- Theatrical release poster
- Hangul: 소주전쟁
- Hanja: 燒酒戰爭
- Lit.: Soju Wars
- RR: Soju jeonjaeng
- MR: Soju chŏnjaeng
- Written by: Park Hyun-woo; Choi Yoon-jin;
- Starring: Yoo Hae-jin; Lee Je-hoon; Son Hyun-joo; Choi Young-joon;
- Cinematography: Kim Seong-an
- Music by: Dalpalan
- Production company: The Lamp
- Distributed by: Showbox
- Release date: May 30, 2025;
- Running time: 105 minutes
- Country: South Korea
- Language: Korean
- Box office: US$2 million

= Big Deal (film) =

2025 film by Choi Yoon-jin

Big Deal is a 2025 South Korean semi-autobiographical drama film loosely based on the real-life sale of Jinro during the 1997 Asian financial crisis.

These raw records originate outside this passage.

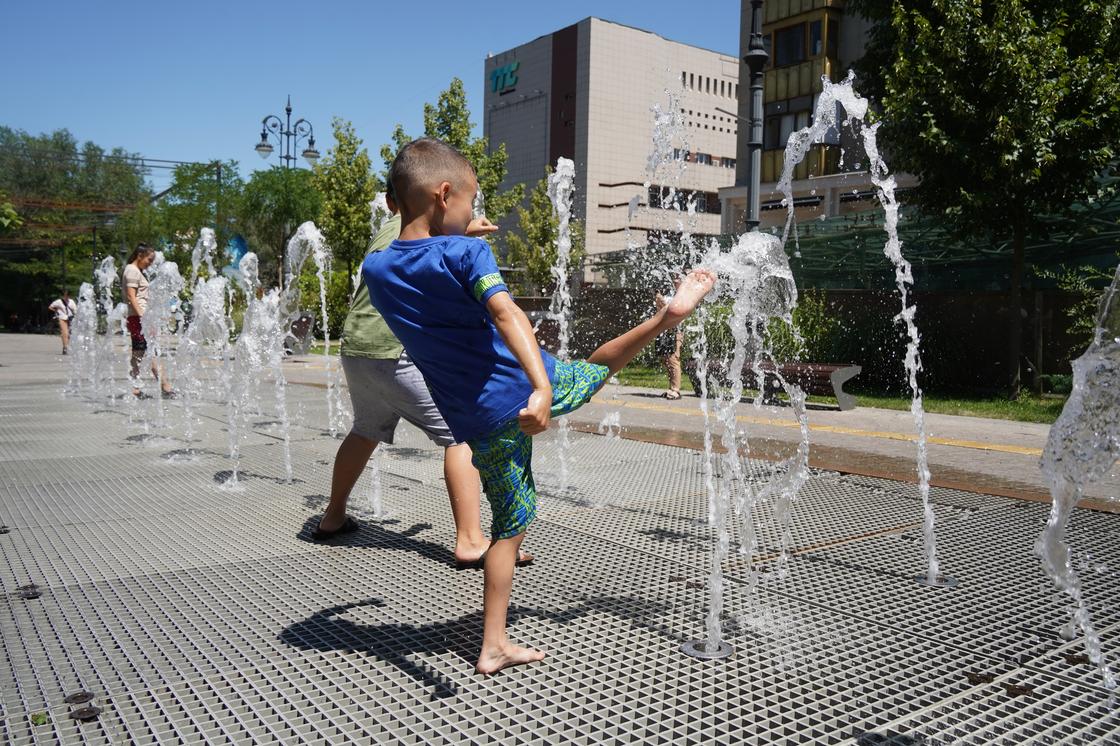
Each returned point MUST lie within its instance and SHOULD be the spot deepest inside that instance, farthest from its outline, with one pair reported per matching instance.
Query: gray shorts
(383, 391)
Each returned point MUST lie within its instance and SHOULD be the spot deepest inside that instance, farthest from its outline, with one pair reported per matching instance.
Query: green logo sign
(503, 78)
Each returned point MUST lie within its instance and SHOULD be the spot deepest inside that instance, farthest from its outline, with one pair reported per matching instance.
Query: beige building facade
(586, 92)
(806, 39)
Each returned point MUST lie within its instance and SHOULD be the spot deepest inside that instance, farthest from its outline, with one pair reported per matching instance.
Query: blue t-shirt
(432, 294)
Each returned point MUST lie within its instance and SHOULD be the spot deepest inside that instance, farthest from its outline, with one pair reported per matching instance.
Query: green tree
(533, 245)
(1007, 111)
(9, 218)
(274, 203)
(348, 185)
(73, 201)
(202, 195)
(449, 120)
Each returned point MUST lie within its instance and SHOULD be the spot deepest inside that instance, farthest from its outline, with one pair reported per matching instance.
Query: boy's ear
(442, 194)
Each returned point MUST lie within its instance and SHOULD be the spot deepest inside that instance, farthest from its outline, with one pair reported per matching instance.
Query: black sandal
(348, 525)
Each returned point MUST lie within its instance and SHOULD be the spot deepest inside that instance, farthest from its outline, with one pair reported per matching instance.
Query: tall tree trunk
(1015, 329)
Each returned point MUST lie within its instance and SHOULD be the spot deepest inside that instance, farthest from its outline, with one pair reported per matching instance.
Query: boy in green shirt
(384, 387)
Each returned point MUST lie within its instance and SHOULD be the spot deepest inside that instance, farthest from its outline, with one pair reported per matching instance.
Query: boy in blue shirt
(442, 296)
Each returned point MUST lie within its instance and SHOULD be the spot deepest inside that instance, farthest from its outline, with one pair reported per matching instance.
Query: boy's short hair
(421, 165)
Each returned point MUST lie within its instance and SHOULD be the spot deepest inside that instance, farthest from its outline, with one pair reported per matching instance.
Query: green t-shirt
(365, 333)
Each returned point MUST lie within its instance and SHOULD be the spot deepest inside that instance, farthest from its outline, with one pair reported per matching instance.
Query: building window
(790, 45)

The film follows Pyo Jong-rok (Yoo Hae-jin), a patriotic financial director at a soju company, and Choi In-beom (Lee Je-hoon), a revenue-driven global investment employee, as they clash over the fate of Korea's national liquor brand. It was released theatrically in South Korea on May 30, 2025.

The film was originally directed by Choi Yoon-jin but her name was omitted from the final credits after the production company, The Lamp, dismissed her, citing allegations of script appropriation. A Seoul court rejected her injunction to reverse the dismissal, allowing Big Deal to be released without her directorial credit.

== Synopsis ==
Set during the 1997 Asian financial crisis, the film follows Pyo Jong-rok, the CFO of Gukbo Group, a renowned soju company facing financial turmoil. Choi In-beom, an ambitious employee from the global investment firm Solqueen, approaches Gukbo with plans for acquisition. As the two men, driven by contrasting motivations, engage in a corporate battle, their relationship evolves, with soju serving as a symbolic bridge between them.

== Cast ==
- Yoo Hae-jin as Pyo Jong-rok, CFO of Gukbo Group
- Lee Je-hoon as Choi In-beom, an employee at global investment firm Solqueen
- Son Hyun-joo as Seok Jin-woo, the heir of Gukbo Group
- Choi Young-joon as Koo Young-mo, the head lawyer representing Gukbo Group
- Byron Mann as the head of the Hong Kong branch of Solqueen
- Kim Ki-hae as Baek Seong-bin
- Lee Chang-ho as development researcher
- Stephanie Michova as Julia
- Jang Jae-hyun as reporter

== Production ==
The film's cinematography is led by Kim Seong-an, known for his work on Intimate Strangers (2018) and Pilot (2024). Art director Kim Bo-mi, recognized for her contributions to Default (2018) and Escape (2024), brings a nuanced visual aesthetic to the film, capturing the emotional depth of the characters and the era.

== Release ==
Originally slated for release on June 3, 2025, Big Deal was rescheduled to premiere on May 30, 2025, to coincide with South Korea's Golden Week holiday, aiming to attract a larger audience during the peak movie-going season.